Raad voor Vreemdelingenbetwistingen - 288.029 - 25-04-2023

Samenvatting

De RvV erkent in dit arrest dat er bij terugkeer naar de Gazastrook sprake kan zijn van een gegronde vrees voor vervolging. Dit betekent dat Israël in sommige gevallen kan worden beschouwd als een actor van vervolging.
In uitzonderlijke gevallen kan een verzoeker internationale bescherming krijgen, als die aantoont dat er ernstige redenen zijn om aan te nemen dat die tot een groep behoort waarvan fundamentele basisrechten systematisch geschonden worden. Dit is het geval wanneer een bepaalde bevolkingsgroep het slachtoffer is van een doelbewuste en systematische vervolging die elk lid van die groep zonder onderscheid kan treffen, om de enkele reden dat men tot die specifieke groep behoort.
De RvV stelt vast de schendingen van fundamentele rechten ten aanzien van de Palestijnen in de Gazastrook niet elke persoon op een gelijke manier treffen. Hoewel de RvV de precaire humanitaire situatie in de Gazastrook erkent, volgt hij de redenering van zijn eerdere uitspraken in 2019. Hierin besloot de RvV dat niet alle inwoners van de Gazastrook zich in een situatie van ernstige persoonlijke onveiligheid bevinden als gevolg van de algemene humanitaire situatie of de levensomstandigheden.
Verschillende elementen liggen in het huidige arrest aan de basis van dezelfde conclusie:

De financiële middelen van een Palestijn uit Gaza bepaalt in hoge mate of deze de negatieve gevolgen van de Israëlische blokkade en het conflict tussen de Palestijnse autoriteit en Hamas kan remediëren, met name het daaruit voortvloeiende tekort aan brandstof en elektriciteit.
De humanitaire situatie (met name de problematiek rond voedselzekerheid, toegang tot drinkbaar water, het hebben van een slaapplaats, de bewegingsvrijheid, en toegang tot onderwijs) raakt niet iedereen op gelijke wijze.
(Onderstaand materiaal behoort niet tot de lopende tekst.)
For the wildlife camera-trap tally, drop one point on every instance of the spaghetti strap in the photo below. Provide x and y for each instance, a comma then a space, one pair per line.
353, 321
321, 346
Dit betekent dat niet elke Palestijn in de Gazastrook in omstandigheden leeft waarin hij of zij de elementaire behoeften niet kan verzekeren. Bijgevolg is er geen sprake van groepsvervolging waarbij elke Palestijn in de Gazastrook zonder onderscheid getroffen wordt. Het blijft nodig om pertinente individuele elementen aan te brengen die aantonen waarom men – meer dan een andere Palestijn in Gaza – kans loopt op vervolging
Vervolgens onderzoekt de RvV of er sprake is van een reëel risico op ernstige schade in de zin van artikel 48/4 Verblijfswet (Vw). Meer specifiek onderzoekt de Raad of de precaire veiligheidssituatie in de Gazastrook overeenkomt met een situatie van willekeurig geweld zoals omschreven in artikel 48/4 §2 c Vw. In dit kader herneemt de RvV uit het Hof van Justitie arrest Elgafaji dat bescherming op deze grond enkel wordt toegekend daar waar ‘de mate van willekeurig geweld dermate hoog is dat er zwaarwegende gronden bestaan om aan te nemen dat een burger die terugkeert naar het getroffen gebied, louter door zijn aanwezigheid daar een reëel risico op ernstige schade loopt’.
Ondanks de machtsovername door Hamas, de Israëlische blokkade en de herhaalde schendingen van basisrechten, oordeelt de RvV dat deze onveiligheid en mensenrechtenschendingen niet systematisch alle inwoners van Gaza treffen. Er moeten ook persoonlijke elementen bestaan die de persoon onderscheiden van anderen en als gevolg hebben dat de persoon een groter risico loopt op ernstige schade.
In dit kader hecht de RvV belang aan het feit dat een explosie de woning van de verzoeker vernietigde tijdens het conflict in 2014. Daarnaast vond een explosie naast hun huis plaats door de aanwezigheid van wapens in een tunnel, die hun huis eveneens beschadigde. De Raad stelt vast dat het CGVS in de omstreden beslissing niet ingaat op de impact van de locatie van de woning. Verzoeker woonde in een wijk die die een bijzonder doelwit vormt voor geweld. Dit zou mogelijks een persoonlijke omstandigheid kunnen vormen die de verzoeker kan blootstellen aan willekeurig geweld.
 
De RvV vernietigt de beslissing en stuurt deze terug naar het CGVS om het risico op willekeurig geweld opnieuw te onderzoeken. Het CGVS moet hiervoor rekening houden met de verklaringen en bewijsstukken van de verzoeker in het kader van een eventueel risico op ernstige schade gebaseerd op zijn woonplaats.